Mucho lloraron Nicanor y Juan Martín cuando por la noche llevaron su cuerpo al depósito de la Iglesia Matriz y celebraron la Misa.

 

Al día siguiente marcharon en el cortejo hasta el cementerio cercado de ladrillos, fuera de los muros de la ciudad. Por el camino enlodado, atravesando zanjones y cardales, Olegario y otros cinco esclavos llevaron el ataúd a pie.

 

A la vuelta del cementerio, el bueno de D. Ignacio hizo servir a todos chocolate con bizcochitos, como si la tía Lucía hubiera sido  miembro de la familia.

 

A partir de ese día Nicanor quedó al cuidado de la tía Eufrasia, la joven esclava que sustituyó a Lucía en sus tareas.

 

Nicanor lo aceptó sin rebeldía, guardando su dolor en el fondo de su corazón y sin derramar una lágrima.

 

Por unos meses siguieron los niños su vida de obligaciones y juegos, hasta que un día escucharon la noticia: ¡¡ LOS INGLESES ESTABAN EN BUENOS AIRES!!

Lo que pasó entonces lo veremos en otra historia.

NOTA:  La mayoría de los datos históricos y descripciones de época fueron tomados del libro “Las gentes y las cosas en el Uruguay de 1830” de Enrique Méndez Vives. (También el vocabulario de las notas al pie). R.M.S.

 

Referencias:

 

[1] Animal parecido al tigre, más pequeño y muy peligroso. Vive en América.

[2] Vino tinto producido en Sanlúcar de Barrameda (España).

[3] Velero de dos palos con velas cuadradas y otra llamada bergantina.

[4] Velero pequeño y ligero.

[5] Embarcación pequeña, con cubierta y un solo palo.

[6] Velero de guerra.

[7] Embarcación que lleva correspondencia y pasajeros.
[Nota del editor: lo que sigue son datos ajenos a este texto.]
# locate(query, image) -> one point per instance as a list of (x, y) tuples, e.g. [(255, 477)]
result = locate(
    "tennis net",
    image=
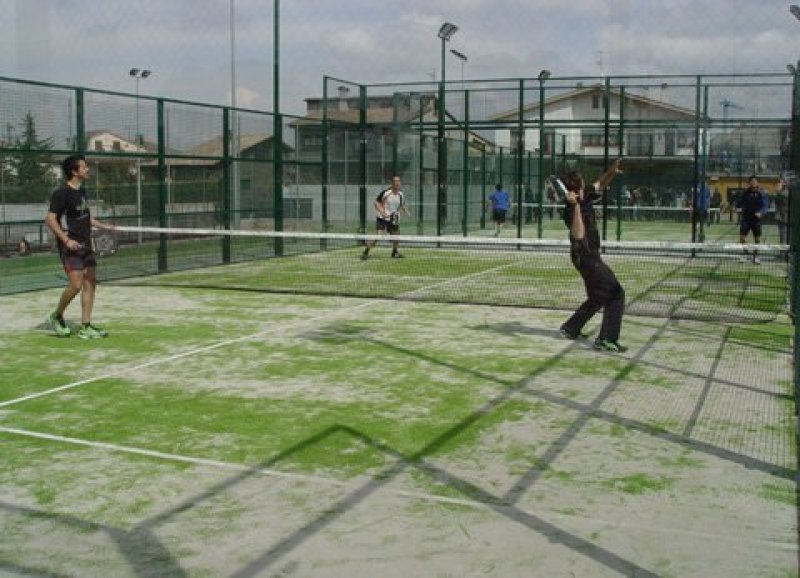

[8] Maíz cocido que se come con leche y azúcar.

[9]  Gran saco utilizado para transportar frutas y verduras.

[10]  Yapa, lo que se da de regalo cuando se vende algo.

[11] Tonel para transportar líquidos (agua, vino etc.)

[12] Balde de madera.

[13] Vasija grande de barro cocido en esa forma.

[14] Golpe dado en la palma de la mano con una palmeta (tabla pequeña y redonda con agujeros y un mango)

[15] Cuero sin curtir.

[16] Conjunto de caballería apostado en los caminos a distancias variables para que correo y viajeros, cambiando de caballo, viajaran más rápido.